Ein (Profi-)Fußballverein kann aus den Rechnungen von Spielervermittlern einen Vorsteuerabzug geltend machen, urteilte jetzt das Finanzgericht Düsseldorf.

Einem Verein aus der Fußballbundesliga wurden von Spielervermittlern anlässlich des Transfers und der Vertragsverlängerung von Berufsfußballspielern Rechnungen erteilt, aus denen er den Vorsteuerabzug geltend machte. Das Finanzamt versagte den Vorsteuerabzug, da zwischen dem Verein und den Spielervermittlern kein Leistungsaustausch stattgefunden habe. Vielmehr habe der Verein Zahlungsverpflichtungen der Fußballspieler aus von diesen abgeschlossenen Managementverträgen übernommen.

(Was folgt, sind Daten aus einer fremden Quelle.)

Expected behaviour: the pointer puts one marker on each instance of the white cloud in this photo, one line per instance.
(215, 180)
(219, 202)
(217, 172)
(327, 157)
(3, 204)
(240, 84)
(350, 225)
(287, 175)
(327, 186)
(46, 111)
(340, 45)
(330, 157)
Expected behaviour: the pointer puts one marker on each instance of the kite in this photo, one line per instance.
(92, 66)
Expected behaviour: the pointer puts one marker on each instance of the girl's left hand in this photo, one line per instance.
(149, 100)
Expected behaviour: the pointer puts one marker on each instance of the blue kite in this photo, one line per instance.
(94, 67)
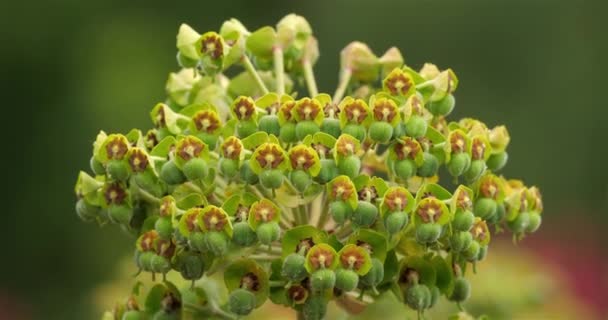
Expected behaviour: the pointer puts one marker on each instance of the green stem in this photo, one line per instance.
(345, 76)
(309, 76)
(253, 73)
(279, 69)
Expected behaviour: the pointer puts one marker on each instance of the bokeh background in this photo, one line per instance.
(70, 68)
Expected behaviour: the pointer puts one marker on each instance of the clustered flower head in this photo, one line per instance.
(297, 199)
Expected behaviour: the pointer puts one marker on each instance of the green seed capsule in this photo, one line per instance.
(405, 169)
(534, 222)
(429, 166)
(461, 290)
(118, 170)
(293, 267)
(120, 213)
(396, 221)
(270, 124)
(485, 208)
(520, 223)
(350, 166)
(229, 167)
(305, 128)
(243, 235)
(497, 161)
(365, 215)
(442, 107)
(246, 128)
(477, 168)
(268, 232)
(416, 127)
(300, 179)
(417, 296)
(216, 242)
(322, 279)
(247, 174)
(171, 174)
(346, 280)
(472, 251)
(463, 220)
(461, 240)
(374, 276)
(85, 211)
(159, 264)
(241, 302)
(340, 211)
(164, 227)
(271, 179)
(331, 127)
(355, 130)
(314, 308)
(97, 167)
(427, 233)
(195, 169)
(380, 132)
(459, 164)
(328, 172)
(288, 132)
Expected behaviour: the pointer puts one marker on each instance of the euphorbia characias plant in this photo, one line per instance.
(298, 199)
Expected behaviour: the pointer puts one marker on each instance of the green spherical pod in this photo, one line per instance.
(216, 242)
(195, 169)
(459, 164)
(288, 132)
(171, 174)
(346, 280)
(405, 169)
(461, 290)
(271, 179)
(380, 132)
(340, 211)
(497, 161)
(300, 179)
(485, 208)
(118, 170)
(429, 166)
(241, 302)
(427, 233)
(268, 232)
(270, 124)
(293, 267)
(417, 296)
(416, 127)
(365, 214)
(331, 127)
(442, 107)
(350, 166)
(463, 220)
(243, 235)
(396, 221)
(355, 130)
(322, 279)
(305, 128)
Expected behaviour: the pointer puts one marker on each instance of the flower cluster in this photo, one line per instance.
(302, 200)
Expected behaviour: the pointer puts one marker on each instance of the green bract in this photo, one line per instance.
(249, 172)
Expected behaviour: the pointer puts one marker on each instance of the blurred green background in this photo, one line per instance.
(71, 68)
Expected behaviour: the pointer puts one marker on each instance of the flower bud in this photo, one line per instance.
(346, 279)
(365, 214)
(268, 232)
(427, 233)
(171, 174)
(241, 302)
(293, 267)
(322, 279)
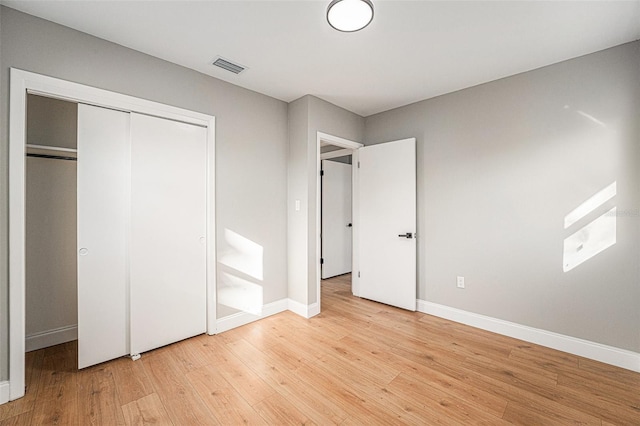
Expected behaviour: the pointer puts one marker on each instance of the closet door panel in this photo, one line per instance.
(103, 138)
(168, 229)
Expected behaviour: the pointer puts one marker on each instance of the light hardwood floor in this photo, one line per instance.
(359, 362)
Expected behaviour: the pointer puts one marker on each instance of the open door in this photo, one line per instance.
(336, 218)
(387, 240)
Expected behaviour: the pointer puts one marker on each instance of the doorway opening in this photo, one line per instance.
(344, 239)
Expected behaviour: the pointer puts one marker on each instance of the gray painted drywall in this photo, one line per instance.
(499, 167)
(4, 252)
(251, 135)
(51, 122)
(51, 291)
(308, 116)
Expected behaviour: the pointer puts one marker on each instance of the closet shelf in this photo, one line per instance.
(51, 148)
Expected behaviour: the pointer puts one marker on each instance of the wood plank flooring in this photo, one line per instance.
(359, 362)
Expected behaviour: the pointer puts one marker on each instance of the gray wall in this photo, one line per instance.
(499, 167)
(51, 242)
(251, 134)
(307, 116)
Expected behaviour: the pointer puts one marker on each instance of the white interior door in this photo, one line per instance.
(102, 170)
(168, 229)
(336, 218)
(387, 206)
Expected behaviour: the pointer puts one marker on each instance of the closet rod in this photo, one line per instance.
(51, 148)
(52, 157)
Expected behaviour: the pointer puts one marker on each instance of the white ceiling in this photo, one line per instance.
(413, 50)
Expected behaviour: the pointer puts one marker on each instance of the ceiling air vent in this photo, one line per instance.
(228, 65)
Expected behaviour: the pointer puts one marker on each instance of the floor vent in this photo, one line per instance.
(228, 65)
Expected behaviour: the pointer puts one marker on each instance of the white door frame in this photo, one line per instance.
(352, 147)
(24, 82)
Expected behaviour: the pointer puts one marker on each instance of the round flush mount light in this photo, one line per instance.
(350, 15)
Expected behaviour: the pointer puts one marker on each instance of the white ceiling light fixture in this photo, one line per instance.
(350, 15)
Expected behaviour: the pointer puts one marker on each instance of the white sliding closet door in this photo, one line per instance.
(103, 140)
(168, 228)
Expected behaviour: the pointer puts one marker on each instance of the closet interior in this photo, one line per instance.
(116, 220)
(51, 267)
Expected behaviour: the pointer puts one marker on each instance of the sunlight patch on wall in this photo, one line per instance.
(593, 238)
(590, 205)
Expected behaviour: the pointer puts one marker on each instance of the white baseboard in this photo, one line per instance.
(48, 338)
(242, 318)
(306, 311)
(584, 348)
(4, 392)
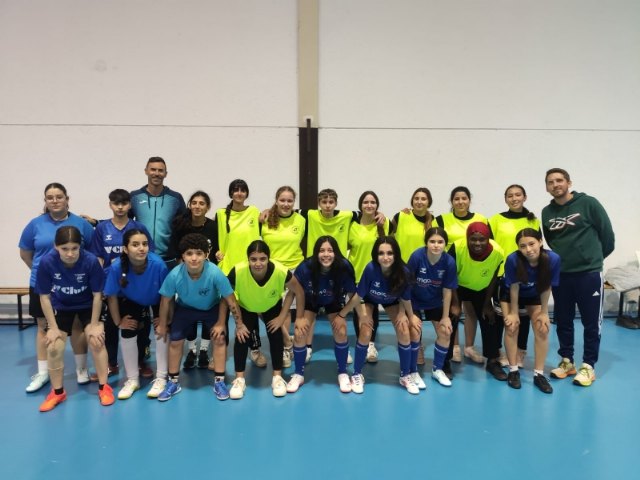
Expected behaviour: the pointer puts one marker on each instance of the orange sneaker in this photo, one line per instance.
(106, 395)
(52, 400)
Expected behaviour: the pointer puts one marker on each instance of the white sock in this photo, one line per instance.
(162, 358)
(81, 360)
(129, 347)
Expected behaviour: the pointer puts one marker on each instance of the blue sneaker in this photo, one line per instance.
(221, 390)
(172, 388)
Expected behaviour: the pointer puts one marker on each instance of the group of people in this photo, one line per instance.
(160, 264)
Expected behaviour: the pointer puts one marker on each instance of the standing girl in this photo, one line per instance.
(195, 220)
(70, 282)
(37, 239)
(132, 290)
(436, 279)
(259, 285)
(529, 274)
(326, 277)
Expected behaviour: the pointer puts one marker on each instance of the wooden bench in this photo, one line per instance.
(19, 292)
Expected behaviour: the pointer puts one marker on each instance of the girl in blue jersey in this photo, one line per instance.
(132, 287)
(259, 285)
(385, 281)
(326, 277)
(436, 279)
(107, 245)
(529, 274)
(36, 241)
(194, 220)
(70, 282)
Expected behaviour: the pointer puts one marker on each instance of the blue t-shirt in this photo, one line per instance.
(426, 293)
(374, 287)
(39, 234)
(201, 294)
(143, 288)
(71, 289)
(528, 290)
(107, 240)
(328, 290)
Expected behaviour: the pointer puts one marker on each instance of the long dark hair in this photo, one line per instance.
(124, 257)
(398, 278)
(544, 264)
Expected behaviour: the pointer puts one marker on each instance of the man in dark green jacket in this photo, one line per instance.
(577, 228)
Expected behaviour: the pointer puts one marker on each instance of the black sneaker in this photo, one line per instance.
(542, 383)
(203, 359)
(513, 380)
(494, 368)
(190, 361)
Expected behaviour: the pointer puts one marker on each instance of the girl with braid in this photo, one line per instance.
(132, 287)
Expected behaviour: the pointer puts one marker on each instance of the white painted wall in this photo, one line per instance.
(412, 93)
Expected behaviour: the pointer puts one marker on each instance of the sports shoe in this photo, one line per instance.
(130, 386)
(157, 386)
(456, 356)
(520, 357)
(345, 383)
(504, 361)
(586, 376)
(372, 353)
(417, 379)
(106, 395)
(357, 383)
(564, 369)
(38, 381)
(513, 380)
(258, 359)
(203, 359)
(309, 354)
(189, 361)
(172, 388)
(472, 354)
(82, 374)
(278, 386)
(421, 355)
(286, 358)
(295, 383)
(52, 400)
(542, 383)
(408, 383)
(441, 378)
(494, 368)
(221, 390)
(237, 389)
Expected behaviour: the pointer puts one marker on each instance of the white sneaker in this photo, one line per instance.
(357, 383)
(456, 356)
(278, 386)
(472, 354)
(127, 390)
(258, 359)
(345, 383)
(286, 358)
(408, 383)
(309, 353)
(237, 389)
(38, 381)
(82, 375)
(441, 378)
(372, 353)
(417, 379)
(157, 387)
(295, 383)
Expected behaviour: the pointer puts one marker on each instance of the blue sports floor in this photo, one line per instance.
(477, 429)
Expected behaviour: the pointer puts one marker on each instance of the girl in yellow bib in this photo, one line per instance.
(259, 285)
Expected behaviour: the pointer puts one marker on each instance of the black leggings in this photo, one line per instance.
(250, 319)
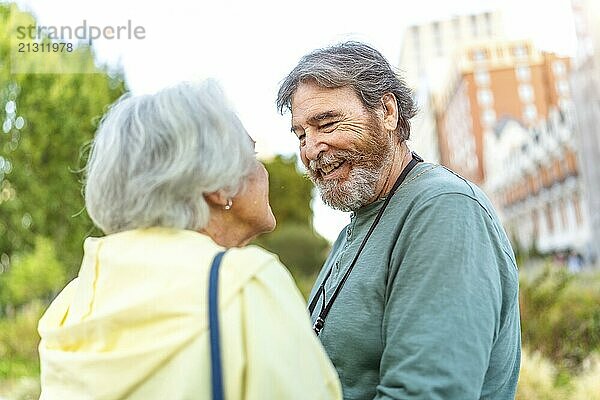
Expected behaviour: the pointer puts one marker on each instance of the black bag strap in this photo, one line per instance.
(213, 326)
(320, 321)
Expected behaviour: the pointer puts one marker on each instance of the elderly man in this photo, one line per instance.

Das Finanzgericht Düsseldorf sah die Klage als begründet an: Die Spielervermittler hätten Leistungen an den Verein erbracht. Dieser sei als Auftraggeber berechtigt und verpflichtet gewesen. Selbst wenn die Vermittlungsleistungen bereits Gegenstand der zwischen den Spielervermittlern und den Fußballspielern geschlossenen Managementverträge gewesen sein sollten und eine treuwidrige Doppeltätigkeit vorgelegen haben sollte, wäre dies steuerrechtlich unerheblich.

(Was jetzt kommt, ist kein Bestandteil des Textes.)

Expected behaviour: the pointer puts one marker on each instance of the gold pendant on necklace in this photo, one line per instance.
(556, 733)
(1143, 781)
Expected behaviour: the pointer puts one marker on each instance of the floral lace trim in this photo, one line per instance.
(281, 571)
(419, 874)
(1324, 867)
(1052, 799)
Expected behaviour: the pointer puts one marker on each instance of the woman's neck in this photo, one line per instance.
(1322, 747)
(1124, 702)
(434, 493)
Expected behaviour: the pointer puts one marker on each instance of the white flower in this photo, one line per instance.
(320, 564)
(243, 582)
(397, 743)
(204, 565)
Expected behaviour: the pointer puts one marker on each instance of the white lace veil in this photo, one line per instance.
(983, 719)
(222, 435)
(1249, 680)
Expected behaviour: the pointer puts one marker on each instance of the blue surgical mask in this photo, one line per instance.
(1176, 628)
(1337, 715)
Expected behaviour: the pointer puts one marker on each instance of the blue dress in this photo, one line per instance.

Die Spielervermittler haben durch die Beratung und Vermittlung beim Transfer bzw. bei der Vertragsverlängerung von Berufsfußballspielern sonstige Leistungen im Sinne des § 3 Abs. 9 UStG in Form von Vermittlungsleistungen gegen Entgelt an den Kläger erbracht. Zwischen dem Fußballverein und den Spielervermittlern bestand ein Leistungsaustauschverhältnis im Sinne des § 1 Abs. 1 Nr. 1 Satz 1 UStG, aufgrund dessen der Fußballverein als Empfänger einer Leistung der Spielervermittler angesehen werden kann. Ein Leistungsaustausch im Sinne des § 1 Abs. 1 Nr ...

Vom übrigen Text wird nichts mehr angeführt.